A $30$-gon $A_1A_2\cdots A_{30}$ is inscribed in a circle of radius $2$. Prove that one can choose a point $B_k$ on the arc $A_kA_{k+1}$ for $1 \leq k \leq 29$ and a point $B_{30}$ on the arc $A_{30}A_1$, such that the numerical value of the area of the $60$-gon $A_1B_1A_2B_2 \dots A_{30}B_{30}$ is equal to the numerical value of the perimeter of the original $30$-gon.
I claim this can be done by setting $B_k$ to be the midpoint of $A_kA_{k+1}$ for all $1\leq k\leq 30$ (where $A_{31}\equiv A_1$).

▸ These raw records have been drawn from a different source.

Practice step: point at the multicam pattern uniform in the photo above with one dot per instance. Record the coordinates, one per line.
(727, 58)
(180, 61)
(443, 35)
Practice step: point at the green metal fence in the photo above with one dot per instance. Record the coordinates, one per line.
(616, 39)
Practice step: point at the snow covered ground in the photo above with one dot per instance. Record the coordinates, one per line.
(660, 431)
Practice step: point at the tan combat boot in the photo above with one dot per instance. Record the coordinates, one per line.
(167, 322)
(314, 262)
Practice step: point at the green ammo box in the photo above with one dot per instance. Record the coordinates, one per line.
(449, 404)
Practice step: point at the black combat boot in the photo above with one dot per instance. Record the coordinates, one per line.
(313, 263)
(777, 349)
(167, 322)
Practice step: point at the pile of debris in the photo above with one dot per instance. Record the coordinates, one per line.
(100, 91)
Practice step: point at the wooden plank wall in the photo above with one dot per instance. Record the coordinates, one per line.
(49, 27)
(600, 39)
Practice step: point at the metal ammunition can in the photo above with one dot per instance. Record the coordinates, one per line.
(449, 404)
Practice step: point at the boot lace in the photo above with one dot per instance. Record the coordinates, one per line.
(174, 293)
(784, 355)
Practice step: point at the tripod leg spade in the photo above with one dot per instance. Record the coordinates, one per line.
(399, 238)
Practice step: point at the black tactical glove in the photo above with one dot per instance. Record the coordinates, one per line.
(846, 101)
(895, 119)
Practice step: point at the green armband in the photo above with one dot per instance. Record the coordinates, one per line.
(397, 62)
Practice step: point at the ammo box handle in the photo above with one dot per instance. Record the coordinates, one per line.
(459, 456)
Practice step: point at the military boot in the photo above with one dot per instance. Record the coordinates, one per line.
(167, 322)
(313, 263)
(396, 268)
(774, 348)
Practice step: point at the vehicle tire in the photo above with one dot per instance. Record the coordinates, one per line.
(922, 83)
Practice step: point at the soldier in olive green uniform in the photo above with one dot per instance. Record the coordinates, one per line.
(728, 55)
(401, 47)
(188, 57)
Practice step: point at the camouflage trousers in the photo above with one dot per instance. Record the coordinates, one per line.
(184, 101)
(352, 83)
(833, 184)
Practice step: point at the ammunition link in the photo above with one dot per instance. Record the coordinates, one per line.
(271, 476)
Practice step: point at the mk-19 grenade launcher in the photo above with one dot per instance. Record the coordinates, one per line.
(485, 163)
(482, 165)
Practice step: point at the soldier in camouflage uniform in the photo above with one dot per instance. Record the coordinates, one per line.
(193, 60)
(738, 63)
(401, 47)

Let $OB_1$ intersect $A_1A_2$ at $H_1$, and define $H_2$, $H_3,\cdots, H_{30}$ similarly. Note that since $OA_1=OA_2$ and $BA_1=BA_2$, we have that $OB_1\perp A_1A_2$ (or more specifically that $OB_1$ is the perpendicular bisector of $A_1A_2$). Then using the fact that the radius of the circle is $2$, we have that \begin{align*}[A_1B_1A_2B_2\ldots A_{30}B_{30}]&=\sum_{k=1}^{30}\left([A_kOA_{k+1}]+[A_kB_kA_{k+1}]\right)=\sum_{k=1}^{30}\left(\dfrac12\cdot OH_k\cdot A_kA_{k+1}+\dfrac12\cdot B_kH_k\cdot A_kA_{k+1}\right)\\&=\sum_{k=1}^{30}\dfrac12\cdot A_kA_{k+1}\cdot OB_k=\sum_{k=1}^{30}A_kA_{k+1},\end{align*} as desired. $\blacksquare$